This weekend, the AFL will stage its annual Sir Doug Nicholls Round, named in honour of the Yorta Yorta man who remains one of the game's most legendary athletes.
The round celebrates Indigenous players and culture, yet there won't be an Aboriginal flag taking pride of place in the centre of the oval, nor will there be any emblazoned on the players' specially designed jerseys.
Why?
Because the league hasn't paid a copyright fee.
Watch: Amanda Fotheringham on the awkward questions she gets asked as an Aboriginal woman.
The man behind the Aboriginal flag.
The Aboriginal flag was designed in 1971 by Harold Thomas, an artist and Luritja man from the Northern Territory.
It's an image steeped in symbolism: black on the top to represent First Nations people; red on the bottom, to represent the earth; and a yellow circle for the sun, the giver of life.
The design was first flown for National Aboriginal Day in Adelaide in 1971. But it gained national visibility the following year when it was used at the Aboriginal Tent Embassy, a permanent Indigenous rights protest site established outside Parliament House in Canberra.
More than two decades later, on July 14, 1995, the Governor-General issued a proclamation that declared the design to be the official flag of the Aboriginal people of Australia.
Following the declaration, several artists came forward claiming to be responsible for the design. But in 1997, the Federal Court of Australia ruled that Harold Thomas was its true author and copyright owner.

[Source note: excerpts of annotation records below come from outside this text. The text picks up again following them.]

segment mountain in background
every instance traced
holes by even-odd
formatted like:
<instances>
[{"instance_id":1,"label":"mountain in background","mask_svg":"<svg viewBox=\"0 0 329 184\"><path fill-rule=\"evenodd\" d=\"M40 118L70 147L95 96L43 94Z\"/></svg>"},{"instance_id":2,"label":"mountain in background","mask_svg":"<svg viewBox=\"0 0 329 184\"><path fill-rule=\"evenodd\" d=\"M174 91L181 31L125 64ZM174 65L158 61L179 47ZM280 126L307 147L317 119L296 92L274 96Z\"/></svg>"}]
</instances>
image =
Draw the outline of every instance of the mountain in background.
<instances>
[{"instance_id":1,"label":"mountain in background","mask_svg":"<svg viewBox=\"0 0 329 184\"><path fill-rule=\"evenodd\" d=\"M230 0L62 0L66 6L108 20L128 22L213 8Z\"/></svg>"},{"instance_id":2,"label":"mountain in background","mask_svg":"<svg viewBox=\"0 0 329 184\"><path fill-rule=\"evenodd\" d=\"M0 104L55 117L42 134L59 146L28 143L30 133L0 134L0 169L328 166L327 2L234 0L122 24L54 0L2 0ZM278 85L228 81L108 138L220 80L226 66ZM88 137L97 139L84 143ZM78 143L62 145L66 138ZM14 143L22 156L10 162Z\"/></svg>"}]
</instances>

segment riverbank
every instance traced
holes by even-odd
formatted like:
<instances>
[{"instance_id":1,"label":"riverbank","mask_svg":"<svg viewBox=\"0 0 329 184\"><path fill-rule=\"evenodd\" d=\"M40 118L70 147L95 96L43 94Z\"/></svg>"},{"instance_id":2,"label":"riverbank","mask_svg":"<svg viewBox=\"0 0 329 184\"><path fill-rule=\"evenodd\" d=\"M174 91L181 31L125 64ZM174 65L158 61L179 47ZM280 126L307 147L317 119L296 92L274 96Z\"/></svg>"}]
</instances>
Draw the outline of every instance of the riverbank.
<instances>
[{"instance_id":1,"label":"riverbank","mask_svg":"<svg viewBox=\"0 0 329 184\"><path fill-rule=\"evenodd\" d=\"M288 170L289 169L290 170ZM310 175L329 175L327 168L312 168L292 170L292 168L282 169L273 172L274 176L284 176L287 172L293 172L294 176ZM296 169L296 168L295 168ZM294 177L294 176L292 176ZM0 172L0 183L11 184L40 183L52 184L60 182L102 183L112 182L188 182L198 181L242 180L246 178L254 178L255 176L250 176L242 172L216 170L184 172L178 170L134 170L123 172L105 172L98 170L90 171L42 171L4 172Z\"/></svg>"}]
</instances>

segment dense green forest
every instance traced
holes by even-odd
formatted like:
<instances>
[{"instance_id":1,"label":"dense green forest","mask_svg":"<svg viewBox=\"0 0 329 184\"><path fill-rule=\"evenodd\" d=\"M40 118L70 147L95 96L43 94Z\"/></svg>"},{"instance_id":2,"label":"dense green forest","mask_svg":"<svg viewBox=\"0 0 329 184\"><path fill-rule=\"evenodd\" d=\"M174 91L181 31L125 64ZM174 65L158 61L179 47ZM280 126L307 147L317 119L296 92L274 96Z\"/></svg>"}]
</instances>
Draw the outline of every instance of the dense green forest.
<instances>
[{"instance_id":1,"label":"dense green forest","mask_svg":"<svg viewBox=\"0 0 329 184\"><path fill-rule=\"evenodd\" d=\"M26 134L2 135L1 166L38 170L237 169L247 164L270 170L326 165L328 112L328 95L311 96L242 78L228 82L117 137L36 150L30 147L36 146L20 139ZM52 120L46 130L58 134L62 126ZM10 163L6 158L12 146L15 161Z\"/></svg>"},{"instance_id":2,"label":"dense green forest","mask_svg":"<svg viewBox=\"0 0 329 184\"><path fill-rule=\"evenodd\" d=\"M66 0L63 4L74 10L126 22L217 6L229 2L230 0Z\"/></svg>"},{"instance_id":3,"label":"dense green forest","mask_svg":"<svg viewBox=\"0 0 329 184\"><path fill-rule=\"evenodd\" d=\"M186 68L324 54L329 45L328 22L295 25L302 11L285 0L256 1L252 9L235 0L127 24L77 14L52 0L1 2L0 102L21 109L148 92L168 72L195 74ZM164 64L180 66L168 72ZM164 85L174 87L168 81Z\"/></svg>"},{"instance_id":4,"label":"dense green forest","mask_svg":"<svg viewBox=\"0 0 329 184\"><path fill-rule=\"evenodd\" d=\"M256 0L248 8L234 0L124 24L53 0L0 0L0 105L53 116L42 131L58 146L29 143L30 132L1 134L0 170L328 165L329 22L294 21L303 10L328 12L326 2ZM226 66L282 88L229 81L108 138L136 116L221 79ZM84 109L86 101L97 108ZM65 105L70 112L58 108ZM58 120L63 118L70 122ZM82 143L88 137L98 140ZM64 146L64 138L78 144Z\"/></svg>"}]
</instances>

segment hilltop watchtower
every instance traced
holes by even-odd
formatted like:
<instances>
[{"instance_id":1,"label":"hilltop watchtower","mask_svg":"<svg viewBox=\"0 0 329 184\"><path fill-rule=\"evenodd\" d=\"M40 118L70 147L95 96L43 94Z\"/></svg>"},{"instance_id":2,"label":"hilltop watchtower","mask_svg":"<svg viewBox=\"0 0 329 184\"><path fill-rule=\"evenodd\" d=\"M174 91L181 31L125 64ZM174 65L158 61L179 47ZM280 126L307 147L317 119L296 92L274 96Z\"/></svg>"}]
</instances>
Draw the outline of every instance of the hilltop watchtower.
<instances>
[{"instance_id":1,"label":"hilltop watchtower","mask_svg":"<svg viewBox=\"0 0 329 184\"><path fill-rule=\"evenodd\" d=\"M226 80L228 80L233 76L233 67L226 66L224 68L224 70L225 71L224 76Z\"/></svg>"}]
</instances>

As Isabella Alexander, Professor of Law at the University of Technology Sydney, explained via The Conversation, "Under Australian law, his copyright will last for 70 years after his death, and can be claimed by his heirs or anyone else to whom he might choose to assign it. Thomas can assert his rights against anyone making any copy of the flag, even if they are not selling it or using it commercially – this could even include bringing an action against someone with a tattoo of the flag."